Mitchell, a 6-2, 210-pounder who started 19 games in two seasons at Southern Methodist University, where he threw for 4,590 yards and 36 touchdowns, is in much the same situation as Panelli. But he did take a recruiting trip to Eastern following his senior season at Katy (Texas) High School, where he was 29-1 in three seasons as a starter.
Since arriving last Tuesday, Mitchell has taken every opportunity he’s had to throw passes to 6-3 Nicholas Edwards and 6-5 Brandon Kaufman, a couple of rangy wide receivers who played major roles as freshmen last fall after senior Aaron Boyce’s season was short-circuited by a rupture of his Achilles tendon.
“The offense here is a lot like what we ran at SMU,” Mitchell said. “But I like the receivers here a lot, especially those two big guys on the outside. I’m not used to having guys like that who can go up and get the ball.”
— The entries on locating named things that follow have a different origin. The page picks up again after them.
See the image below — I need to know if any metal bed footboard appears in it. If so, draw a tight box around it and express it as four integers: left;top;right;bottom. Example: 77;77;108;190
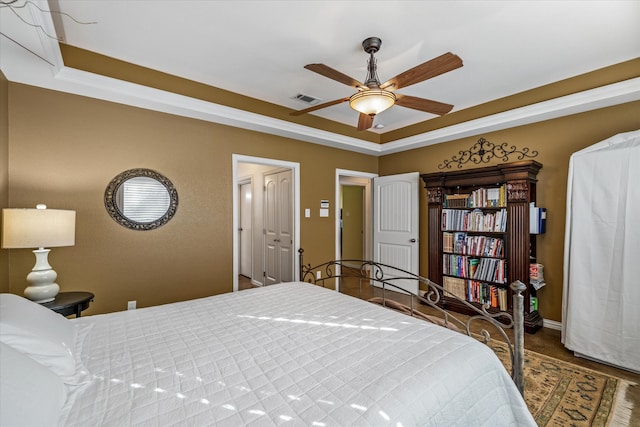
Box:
298;249;526;395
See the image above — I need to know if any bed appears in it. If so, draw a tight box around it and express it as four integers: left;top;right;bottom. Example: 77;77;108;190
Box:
0;256;535;426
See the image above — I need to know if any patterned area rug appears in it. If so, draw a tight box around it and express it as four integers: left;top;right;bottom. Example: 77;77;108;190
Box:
489;340;640;427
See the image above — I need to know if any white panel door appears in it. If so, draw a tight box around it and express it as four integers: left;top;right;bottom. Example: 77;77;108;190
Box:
373;172;420;293
264;170;294;285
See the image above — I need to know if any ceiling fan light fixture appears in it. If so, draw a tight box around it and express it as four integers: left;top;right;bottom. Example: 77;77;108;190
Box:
349;89;396;116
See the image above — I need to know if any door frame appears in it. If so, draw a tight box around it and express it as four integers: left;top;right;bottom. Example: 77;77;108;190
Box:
334;169;378;259
235;176;253;280
231;154;300;292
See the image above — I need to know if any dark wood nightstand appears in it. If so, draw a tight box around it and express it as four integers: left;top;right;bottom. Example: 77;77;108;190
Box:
42;292;93;317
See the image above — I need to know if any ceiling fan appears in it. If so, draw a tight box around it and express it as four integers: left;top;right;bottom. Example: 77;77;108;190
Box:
290;37;462;130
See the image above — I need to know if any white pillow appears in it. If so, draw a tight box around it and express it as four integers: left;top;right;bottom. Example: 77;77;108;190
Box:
0;343;67;426
0;294;76;377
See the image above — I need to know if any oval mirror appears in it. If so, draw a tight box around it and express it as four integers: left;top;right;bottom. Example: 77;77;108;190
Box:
104;169;178;230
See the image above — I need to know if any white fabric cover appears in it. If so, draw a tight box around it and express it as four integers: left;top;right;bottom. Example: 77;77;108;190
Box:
60;283;535;427
0;343;67;427
0;294;76;377
562;131;640;371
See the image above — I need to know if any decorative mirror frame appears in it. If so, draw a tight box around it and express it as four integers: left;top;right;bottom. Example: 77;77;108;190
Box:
104;168;178;230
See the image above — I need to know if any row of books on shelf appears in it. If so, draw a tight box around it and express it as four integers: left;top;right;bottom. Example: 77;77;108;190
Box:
441;209;507;233
442;231;504;258
444;185;507;208
442;276;508;311
442;254;507;283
Minnerly, a former prep standout at Ferris, ran with the No. 1 unit at the start of Wednesday’s initial spring practice and – along with Burgett – has an early advantage over the other quarterback prospects after having spent last fall learning the offense. Vitto and Gauthier were used primarily to run opponents’ plays on the scout team.
Minnerly said his biggest challenge this spring will be to show he can make all of the throws necessary to make Eastern’s spread passing game go.
“It’s not just a matter of making good decisions, but of being able to throw the ball down the field and make throws on time,” he said. “And to be able to operate the offense efficiently, which I think I have the ability to do.”
All of those competing for the chance to replace Nichols said the sheer number of candidates is a bit overwhelming.
“I’ve never been in a six-quarterback competition before, but it should bring out the best in everyone,” Panelli said. “You get everyone to compete and you can start separating the weakest from the best, so I think that’s good, in a sense.
“But it’s going to be hard to get enough reps for everyone.”
The Eagles will practice again at 4 p.m. today and then take five days off before putting on pads for the first time Tuesday.